In Mani.Matta (2008) multiple sound spaces coexist: a marimba, two logdrums (i.e. rectangular wooden drums) surmounted by a wood-block, a gong hanging over the player’s chest. The sound attack on the instruments is designed to extend their timber possibilities: sticks made of different material and thickness that hit on various points of the marimba bars, the logdrums, and the gong. The hands can either touch lightly or strike the instruments with fingers, knuckles, and palms. Matta is the name of an American artist, the late Gordon Matta-Clark (1943-1978), who was famous in the ‘70s for his architectonic works known as building cuts, which were based on the principle that sections of abandoned buildings were removed so that perspective could be broken/opened.

Paul Griffith

This new, extraordinarily virtuoso piece for solo percussionist belongs to a sequence of “Mani” (Hands) works the composer started with Mani.Giacometti for string trio in 2000. Billone’s music moves in borderlands between mechanical and corporeal rhythms, and between instrument and body.
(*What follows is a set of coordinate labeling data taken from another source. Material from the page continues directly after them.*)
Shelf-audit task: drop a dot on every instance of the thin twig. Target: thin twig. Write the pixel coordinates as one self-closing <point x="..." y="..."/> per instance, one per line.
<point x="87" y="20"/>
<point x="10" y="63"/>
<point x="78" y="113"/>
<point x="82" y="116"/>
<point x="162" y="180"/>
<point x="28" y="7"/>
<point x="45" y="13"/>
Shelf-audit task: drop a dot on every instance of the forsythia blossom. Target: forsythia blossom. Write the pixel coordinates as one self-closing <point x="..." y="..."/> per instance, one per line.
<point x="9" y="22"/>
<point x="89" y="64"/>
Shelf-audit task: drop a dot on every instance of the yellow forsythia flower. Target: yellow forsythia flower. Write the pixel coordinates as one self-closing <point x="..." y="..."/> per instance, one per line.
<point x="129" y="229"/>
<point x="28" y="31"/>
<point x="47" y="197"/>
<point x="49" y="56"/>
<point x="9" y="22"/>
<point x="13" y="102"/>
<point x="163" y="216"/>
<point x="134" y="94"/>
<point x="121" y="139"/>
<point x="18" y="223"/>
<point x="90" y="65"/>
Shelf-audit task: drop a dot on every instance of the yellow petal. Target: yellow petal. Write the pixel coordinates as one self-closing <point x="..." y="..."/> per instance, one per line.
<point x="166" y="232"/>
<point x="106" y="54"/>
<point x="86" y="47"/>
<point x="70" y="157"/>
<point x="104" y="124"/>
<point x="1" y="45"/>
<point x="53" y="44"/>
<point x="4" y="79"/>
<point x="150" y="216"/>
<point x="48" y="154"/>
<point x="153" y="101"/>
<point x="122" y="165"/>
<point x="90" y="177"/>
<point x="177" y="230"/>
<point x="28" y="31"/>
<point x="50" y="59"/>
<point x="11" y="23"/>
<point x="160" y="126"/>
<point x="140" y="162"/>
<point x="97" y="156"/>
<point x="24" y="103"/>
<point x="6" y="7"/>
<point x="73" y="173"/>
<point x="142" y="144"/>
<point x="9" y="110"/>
The principal instrument is a marimba, and the standard way of interacting with that instrument, by means of mallets, is considerably enlarged and developed. Not only is the player asked to use different kinds of stick, from very hard (at the beginning) to very soft (bass drum sticks), but also the hands are brought into play, as the title intimated, both to strike the resonating bars and to hold them, thereby muting the sound. Moreover, the instrument is adapted. Only its lower three octaves are used, the treble being replaced by wooden percussion instruments of indefinite pitch: two log drums and a woodblock. And the performer is adapted as well, bearing a quite different instrument: a gong. The miniature wave motions of much of the music add up to great tides passing between musician and instrument, between noise and note, between calm and frenzy, in search of a center.